How can I assist someone prepare for death (see Monday’s post) while being afraid myself? By being honest with them, not pretending to know, I’d say, and by offering to accompany them wholeheartedly on the path. Zen teachings advise us to die before you die. That is, to practice dying with each conscious moment so that when the moment of physical death comes you’re prepared. Just one breath at a time, then one more breath, then no breath.
But how do I go about this, I once asked a Zen teacher. He seemed perplexed as if the question and its answer were obvious. “Practice!” he told me, “learn to let go, to cease clinging.”
Taking myself for a walk last night, I considered ways in which I might let go.

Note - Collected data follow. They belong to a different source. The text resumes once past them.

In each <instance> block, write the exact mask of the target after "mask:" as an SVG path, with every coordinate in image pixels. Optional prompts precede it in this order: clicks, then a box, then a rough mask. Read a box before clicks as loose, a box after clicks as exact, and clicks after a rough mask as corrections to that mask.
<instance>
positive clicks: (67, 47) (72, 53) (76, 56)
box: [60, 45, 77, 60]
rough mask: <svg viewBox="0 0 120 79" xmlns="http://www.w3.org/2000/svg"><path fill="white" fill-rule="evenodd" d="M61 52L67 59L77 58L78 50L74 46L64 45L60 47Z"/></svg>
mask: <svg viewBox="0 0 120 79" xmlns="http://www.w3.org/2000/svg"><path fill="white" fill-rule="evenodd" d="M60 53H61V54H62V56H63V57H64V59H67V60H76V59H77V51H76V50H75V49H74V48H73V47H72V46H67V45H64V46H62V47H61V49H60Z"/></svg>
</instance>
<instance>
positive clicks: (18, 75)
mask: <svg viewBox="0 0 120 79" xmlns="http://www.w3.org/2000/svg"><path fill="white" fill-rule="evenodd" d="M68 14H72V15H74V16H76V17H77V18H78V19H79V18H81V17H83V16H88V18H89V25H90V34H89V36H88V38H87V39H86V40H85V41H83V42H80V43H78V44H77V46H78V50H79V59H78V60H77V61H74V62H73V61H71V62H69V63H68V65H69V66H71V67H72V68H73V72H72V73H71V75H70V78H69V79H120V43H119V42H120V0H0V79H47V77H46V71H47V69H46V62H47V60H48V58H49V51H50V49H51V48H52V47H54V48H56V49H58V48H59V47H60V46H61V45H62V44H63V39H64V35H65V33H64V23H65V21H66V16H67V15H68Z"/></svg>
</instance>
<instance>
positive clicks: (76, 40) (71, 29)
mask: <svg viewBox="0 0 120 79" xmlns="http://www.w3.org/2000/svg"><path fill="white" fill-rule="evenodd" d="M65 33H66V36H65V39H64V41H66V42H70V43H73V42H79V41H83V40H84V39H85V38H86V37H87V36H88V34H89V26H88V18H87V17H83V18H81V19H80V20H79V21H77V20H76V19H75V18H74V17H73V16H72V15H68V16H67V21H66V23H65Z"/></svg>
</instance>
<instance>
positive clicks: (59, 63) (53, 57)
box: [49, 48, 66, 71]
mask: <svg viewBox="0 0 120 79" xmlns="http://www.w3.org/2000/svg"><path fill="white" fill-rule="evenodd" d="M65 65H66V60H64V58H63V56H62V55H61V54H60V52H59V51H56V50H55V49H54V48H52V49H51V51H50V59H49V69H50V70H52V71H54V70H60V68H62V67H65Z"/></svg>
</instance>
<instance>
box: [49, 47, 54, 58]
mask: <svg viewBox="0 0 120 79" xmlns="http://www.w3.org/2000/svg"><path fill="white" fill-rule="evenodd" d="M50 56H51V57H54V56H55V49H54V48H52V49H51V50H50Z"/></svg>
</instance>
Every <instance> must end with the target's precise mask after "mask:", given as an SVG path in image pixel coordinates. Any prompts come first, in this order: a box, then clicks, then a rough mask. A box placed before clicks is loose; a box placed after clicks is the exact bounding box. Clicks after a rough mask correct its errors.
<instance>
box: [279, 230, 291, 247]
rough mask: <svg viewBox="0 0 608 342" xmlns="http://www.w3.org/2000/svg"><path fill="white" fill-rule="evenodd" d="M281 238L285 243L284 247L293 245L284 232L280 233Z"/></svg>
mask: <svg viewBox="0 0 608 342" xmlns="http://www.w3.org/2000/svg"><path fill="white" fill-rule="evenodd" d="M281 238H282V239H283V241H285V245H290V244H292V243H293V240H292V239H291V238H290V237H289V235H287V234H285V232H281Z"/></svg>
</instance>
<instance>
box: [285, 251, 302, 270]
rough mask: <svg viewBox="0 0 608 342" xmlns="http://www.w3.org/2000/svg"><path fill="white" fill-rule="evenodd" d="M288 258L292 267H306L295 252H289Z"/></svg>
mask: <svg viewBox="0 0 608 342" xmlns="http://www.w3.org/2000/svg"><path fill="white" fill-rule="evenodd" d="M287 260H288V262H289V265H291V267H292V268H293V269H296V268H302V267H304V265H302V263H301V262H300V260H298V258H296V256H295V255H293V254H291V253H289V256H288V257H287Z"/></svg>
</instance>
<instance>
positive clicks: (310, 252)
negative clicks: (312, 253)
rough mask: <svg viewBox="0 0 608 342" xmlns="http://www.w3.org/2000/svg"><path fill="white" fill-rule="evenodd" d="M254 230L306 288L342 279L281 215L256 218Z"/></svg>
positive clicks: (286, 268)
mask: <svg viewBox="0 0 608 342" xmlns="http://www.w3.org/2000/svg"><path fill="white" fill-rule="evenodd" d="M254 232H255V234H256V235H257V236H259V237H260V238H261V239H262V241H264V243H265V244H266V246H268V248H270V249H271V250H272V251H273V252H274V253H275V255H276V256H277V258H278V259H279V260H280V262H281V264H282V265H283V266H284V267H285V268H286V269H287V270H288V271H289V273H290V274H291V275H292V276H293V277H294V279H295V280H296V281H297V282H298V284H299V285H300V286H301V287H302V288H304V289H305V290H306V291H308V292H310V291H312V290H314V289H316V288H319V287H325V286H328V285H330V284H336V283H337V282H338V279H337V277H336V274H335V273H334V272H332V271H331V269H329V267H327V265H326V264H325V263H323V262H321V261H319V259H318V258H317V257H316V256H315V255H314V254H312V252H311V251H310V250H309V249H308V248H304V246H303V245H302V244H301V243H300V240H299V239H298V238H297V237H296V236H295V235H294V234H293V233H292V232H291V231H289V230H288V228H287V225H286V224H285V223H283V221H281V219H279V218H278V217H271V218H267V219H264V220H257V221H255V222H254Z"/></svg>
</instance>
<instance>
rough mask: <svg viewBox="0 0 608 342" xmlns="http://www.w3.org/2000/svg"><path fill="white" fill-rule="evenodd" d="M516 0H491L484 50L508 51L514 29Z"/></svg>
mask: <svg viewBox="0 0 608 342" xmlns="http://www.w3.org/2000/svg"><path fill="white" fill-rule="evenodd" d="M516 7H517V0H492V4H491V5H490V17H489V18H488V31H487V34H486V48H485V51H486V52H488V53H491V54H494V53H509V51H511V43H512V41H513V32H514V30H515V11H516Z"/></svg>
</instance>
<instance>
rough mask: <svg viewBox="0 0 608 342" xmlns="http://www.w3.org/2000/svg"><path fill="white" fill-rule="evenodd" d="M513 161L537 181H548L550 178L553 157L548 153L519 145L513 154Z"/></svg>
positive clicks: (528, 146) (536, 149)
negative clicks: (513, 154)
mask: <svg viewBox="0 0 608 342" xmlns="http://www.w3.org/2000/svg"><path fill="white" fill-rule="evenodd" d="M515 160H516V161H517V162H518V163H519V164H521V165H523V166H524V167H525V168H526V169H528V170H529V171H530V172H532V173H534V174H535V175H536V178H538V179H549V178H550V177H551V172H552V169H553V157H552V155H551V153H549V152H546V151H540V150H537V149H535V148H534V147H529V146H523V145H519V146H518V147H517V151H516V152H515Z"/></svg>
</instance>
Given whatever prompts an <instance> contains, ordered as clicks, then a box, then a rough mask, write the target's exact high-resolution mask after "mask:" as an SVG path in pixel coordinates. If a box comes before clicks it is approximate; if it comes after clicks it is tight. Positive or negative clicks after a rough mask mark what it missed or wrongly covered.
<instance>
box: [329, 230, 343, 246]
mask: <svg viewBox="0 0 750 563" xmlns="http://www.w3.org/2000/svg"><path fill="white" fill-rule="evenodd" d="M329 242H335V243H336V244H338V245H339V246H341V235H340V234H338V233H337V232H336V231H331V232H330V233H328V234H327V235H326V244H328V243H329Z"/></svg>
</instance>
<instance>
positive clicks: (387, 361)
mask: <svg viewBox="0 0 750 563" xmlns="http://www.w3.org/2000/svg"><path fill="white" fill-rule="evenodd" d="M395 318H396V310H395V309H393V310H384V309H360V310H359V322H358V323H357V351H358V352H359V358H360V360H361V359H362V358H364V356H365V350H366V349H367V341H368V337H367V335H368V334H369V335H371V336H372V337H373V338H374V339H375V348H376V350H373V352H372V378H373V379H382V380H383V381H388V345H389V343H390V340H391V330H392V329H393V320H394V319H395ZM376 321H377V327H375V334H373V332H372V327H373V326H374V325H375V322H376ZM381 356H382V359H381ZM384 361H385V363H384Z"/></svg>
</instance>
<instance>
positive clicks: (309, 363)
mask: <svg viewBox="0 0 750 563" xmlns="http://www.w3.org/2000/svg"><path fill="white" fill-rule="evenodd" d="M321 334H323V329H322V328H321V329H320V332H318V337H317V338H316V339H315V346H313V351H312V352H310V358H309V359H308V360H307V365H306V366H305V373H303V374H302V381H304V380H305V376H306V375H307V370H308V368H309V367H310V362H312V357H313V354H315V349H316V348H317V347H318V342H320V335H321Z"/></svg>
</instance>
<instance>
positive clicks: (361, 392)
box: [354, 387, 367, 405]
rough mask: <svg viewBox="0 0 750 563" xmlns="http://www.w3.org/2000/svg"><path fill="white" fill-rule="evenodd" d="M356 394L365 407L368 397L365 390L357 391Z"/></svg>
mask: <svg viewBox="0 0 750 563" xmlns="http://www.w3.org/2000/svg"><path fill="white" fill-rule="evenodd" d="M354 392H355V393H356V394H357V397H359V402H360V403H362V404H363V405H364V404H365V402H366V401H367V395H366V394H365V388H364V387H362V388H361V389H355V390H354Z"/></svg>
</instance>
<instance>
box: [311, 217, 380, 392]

What’s most precious in your life, I asked. What do you cling to most fervently? Which possible loss scares you the most? As I began ticking off possessions, projects, and relationships, something came crashing down like a bucket of cold water: What if you could no longer work at hospice? Pow@!* I stopped to grab hold of a tree, afraid I’d faint.
A few posts ago I mentioned talking with others about what scared us the most. And, to my surprise then, what I feared most was to not live long enough to do hospice work; that it had taken all my life to get to this point; that I could not imagine living without this work.
Resuming my walk, a cloud of fear descends as I contemplate life without the work that has giving me such meaning. Listening to the voice of fear and the weight of my steps, a sense of loss gradually morphs into emptiness: the point of “not knowing.” Aaaahhhh! The taste of freedom.